The trick (matrix factorisation): every rating is the match between a user's taste and a
movie's flavour. Give each user a short list of hidden-taste scores, and each movie the
same short list of hidden-flavour scores. A rating is their dot-product:
rating(user, movie) = (user's taste) matched against (movie's flavour)
Ann's tastes: sci-fi 0.9, romance 0.1
Alien's flavour: sci-fi 0.8, romance 0.0
guess = 0.9 x 0.8 + 0.1 x 0.0 = 0.72
(The actual numbers the machine finds won't be tidy 0.9 and 0.8; those
are for illustration. The optimiser picks whatever scale makes the
predicted ratings match the true ones -- so if real ratings are 1-5
the factors end up in a range that produces 1-5 predictions.)
High when taste lines up with flavour, low when it does not. That is the whole engine.
## Two Skinny Sheets Instead of One Holey One
Matrix factorisation splits the big holey grid into two SKINNY full sheets -- one for
users, one for movies -- with a few hidden columns each:
big holey grid user tastes movie flavours
(users x movies) = (users x K) times (K x movies)

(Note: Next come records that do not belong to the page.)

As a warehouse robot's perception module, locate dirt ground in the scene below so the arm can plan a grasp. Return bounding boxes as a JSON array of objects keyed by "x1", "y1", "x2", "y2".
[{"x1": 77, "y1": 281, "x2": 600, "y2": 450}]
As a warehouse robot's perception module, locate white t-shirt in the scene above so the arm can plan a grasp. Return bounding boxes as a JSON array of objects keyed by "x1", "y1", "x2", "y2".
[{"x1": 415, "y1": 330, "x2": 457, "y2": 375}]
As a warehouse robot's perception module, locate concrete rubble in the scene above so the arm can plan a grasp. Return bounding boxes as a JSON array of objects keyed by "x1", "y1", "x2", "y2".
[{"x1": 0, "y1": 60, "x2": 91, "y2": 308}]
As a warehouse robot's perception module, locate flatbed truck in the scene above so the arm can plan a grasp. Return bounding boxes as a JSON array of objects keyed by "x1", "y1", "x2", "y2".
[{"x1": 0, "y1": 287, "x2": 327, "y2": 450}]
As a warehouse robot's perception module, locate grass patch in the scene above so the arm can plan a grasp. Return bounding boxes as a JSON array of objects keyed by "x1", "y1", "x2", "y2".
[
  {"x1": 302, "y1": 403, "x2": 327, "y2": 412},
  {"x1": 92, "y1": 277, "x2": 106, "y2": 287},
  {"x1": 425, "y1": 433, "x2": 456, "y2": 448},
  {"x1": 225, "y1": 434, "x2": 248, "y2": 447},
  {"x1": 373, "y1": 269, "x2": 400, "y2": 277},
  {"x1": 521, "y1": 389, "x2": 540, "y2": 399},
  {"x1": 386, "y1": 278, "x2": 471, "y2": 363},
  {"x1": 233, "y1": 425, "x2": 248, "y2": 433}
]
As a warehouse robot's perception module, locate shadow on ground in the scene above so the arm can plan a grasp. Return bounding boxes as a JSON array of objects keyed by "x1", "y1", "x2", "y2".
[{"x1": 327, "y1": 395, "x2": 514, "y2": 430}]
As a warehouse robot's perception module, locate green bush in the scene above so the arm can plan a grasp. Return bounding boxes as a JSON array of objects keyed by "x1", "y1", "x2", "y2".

5 users x 5 movies ~= 5 users x 2 x 2 x 5 movies
(mostly blank) (full) (full)
K is the number of hidden tastes (2 here: sci-fi, romance). The two skinny sheets are
full -- no holes. Multiply them back together and you get a COMPLETE grid: every cell
filled, including the ones that were blank. Those filled-in blanks are the predictions.
This is the same shape PCA used -- a short list of per-row scores multiplied by a shared
recipe (loadings) rebuilds the full sheet. PCA crushed a full
sheet to a smaller one and blew it back up blurry; here we LEARN the two skinny sheets so
that blowing them back up reproduces the ratings we DO have -- and fills the ones we don't.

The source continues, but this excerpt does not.